PostGIS in Action is a great book

PostGIS in Action is one of the best tech books I have ever read.  In addition to being a thorough guide inside and out to PostGIS it is also full of tips and tricks for the Postgres database itself.

My only reservation with the book is that now might not be the best time to pick up a copy.  With the big additions PostGIS 2.0 will bring soon I would be hesitant to pick up a copy until it has been updated for the new version.

uDig is pretty cool

If QGIS isn’t your cup of tea uDig is another free, open source GIS tool.  It is java based, and as such runs on basically any platform out there.  There’s a windows installer, or for other platforms you can download a zip file containing the program and all the tools it needs to run.  Just unzip the folder and run!  Once it is up and running you can feed it pretty much any data set out there since like QGIS, uDig takes advantage of GDAL and GDAL opens basically everything out there.

Check out uDig’s homepage for some cool testimonials from big projects that have made use of the software to complete some HUGE projects.

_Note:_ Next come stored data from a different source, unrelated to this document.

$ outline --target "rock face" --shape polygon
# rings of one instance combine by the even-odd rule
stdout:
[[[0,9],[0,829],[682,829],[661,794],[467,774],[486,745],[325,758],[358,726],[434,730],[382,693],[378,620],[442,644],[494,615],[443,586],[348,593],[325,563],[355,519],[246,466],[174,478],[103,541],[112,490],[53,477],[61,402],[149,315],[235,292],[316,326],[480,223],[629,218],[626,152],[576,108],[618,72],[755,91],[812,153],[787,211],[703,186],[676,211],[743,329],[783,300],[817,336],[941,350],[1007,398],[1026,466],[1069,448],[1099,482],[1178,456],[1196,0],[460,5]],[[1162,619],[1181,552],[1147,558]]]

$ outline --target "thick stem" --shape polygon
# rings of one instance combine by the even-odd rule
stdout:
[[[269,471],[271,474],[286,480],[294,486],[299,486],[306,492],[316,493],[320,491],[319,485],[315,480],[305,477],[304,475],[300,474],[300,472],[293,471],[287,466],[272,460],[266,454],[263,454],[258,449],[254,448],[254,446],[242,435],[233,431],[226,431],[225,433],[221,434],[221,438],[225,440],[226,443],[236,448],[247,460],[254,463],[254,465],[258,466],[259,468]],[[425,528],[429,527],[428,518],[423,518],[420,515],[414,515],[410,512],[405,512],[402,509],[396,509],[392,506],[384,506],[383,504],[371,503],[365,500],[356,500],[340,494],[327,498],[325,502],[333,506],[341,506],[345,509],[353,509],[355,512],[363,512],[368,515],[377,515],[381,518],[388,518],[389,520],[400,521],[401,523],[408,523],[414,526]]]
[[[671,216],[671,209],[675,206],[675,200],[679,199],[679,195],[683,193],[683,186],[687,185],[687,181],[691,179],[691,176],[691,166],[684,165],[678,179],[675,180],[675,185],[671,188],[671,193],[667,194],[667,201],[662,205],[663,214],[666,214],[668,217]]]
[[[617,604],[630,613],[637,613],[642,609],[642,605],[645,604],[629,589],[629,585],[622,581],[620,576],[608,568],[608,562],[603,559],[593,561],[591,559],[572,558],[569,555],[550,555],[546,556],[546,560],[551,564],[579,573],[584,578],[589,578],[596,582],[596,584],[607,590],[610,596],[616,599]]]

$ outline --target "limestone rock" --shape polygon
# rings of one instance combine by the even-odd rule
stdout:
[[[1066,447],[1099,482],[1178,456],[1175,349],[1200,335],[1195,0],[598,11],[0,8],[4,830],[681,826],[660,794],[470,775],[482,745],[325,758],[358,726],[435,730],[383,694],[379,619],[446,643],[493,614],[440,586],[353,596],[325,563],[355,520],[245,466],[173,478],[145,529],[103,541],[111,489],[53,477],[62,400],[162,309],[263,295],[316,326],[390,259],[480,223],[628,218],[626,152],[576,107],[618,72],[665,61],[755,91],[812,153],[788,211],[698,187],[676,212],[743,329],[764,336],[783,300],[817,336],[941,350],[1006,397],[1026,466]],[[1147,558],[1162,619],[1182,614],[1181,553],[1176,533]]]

Arch splits up Libreoffice

Before to get Libreoffice installed on Arch all you needed to do was `sudo pacman -S libreoffice`, but now you need to install the pieces individually.  This is handy if, for example, you don’t need their database or Powerpoint like tools. It was a bit of an inconvenience for me because after the change I didn’t realize base, calc, and writer weren’t part of the common install and I had only installed common and English language pack portions of the program.  When I tried to open the spreadsheet that in place of a checkbook register it only recognized it as a Libreoffice chart.  That file doesn’t have any charts in it.  Oops.

Arch moved QGIS out of their packages repository

Arch moved QGIS out of their package repository a few weeks ago.  Luckily, it has been picked up by AUR where it is still very simple to install.  You can either follow Arch’s amazingly awesome wiki on how to install packages from AUR, or you can install Yaourt and let it do the heavy lifting for you.

Once installed QGIS gives you almost everything ESRI’s ArcView gave you. If you’re not using the advanced editing features or ArcEditor or Info, or you’re not dealing with data in an ArcServer or SDE database QGIS should be able to do everything you need it to do. It will run on Windows, Linux, and OS X.